The feature space of the short text itself describes the possibility of the word belonging to the category. Based on training texts, we construct a relationship matrix to describe membership of word-to-text, and two correlation matrixes to describe intra-type relation of text-to-text and word-to-word respectively. Under the manifold regularization, the nonnegative matrix factorization algorithm is used to build words clustering indicator matrix. After removing some evenly distributed features in the indicator matrix, a dimension-reduced feature space is constructed. The feature of short text is to extend by the correlation between the features in the feature space and the text features. The updating of feature space is to predict the clustering indicator value of the unknown feature with the clustering indicator average value of the known feature in the same text, and then add the new feature into the feature space. The classifier is to divide the testing samples into different categories by using an SVM algorithm.

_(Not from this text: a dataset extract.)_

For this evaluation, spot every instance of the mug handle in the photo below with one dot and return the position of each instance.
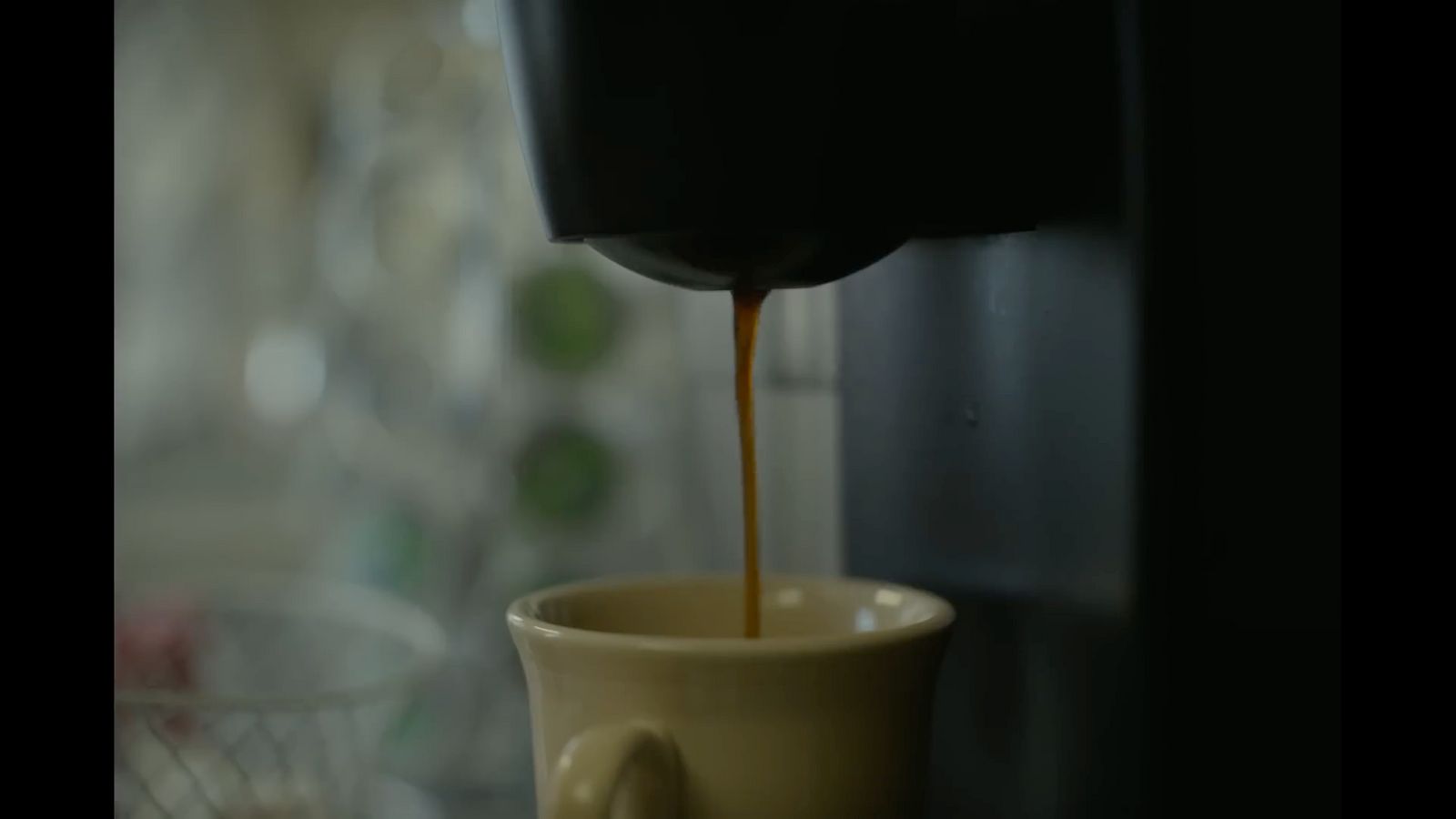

4 Feature Space Construction Based on DNMTF

4.1 Non-negative Matrix Tri-Factorization

The feature space is constructed by factorization of the relationship matrix. Firstly, according to the label data of the short text training set, the clustering indicator matrix G can be directly obtained, which is part of the relationship matrix R in the non-negative matrix tri-factorization [13]. Then, with manifold regularization constraint added, word clustering indicator matrix F is obtained by decomposition.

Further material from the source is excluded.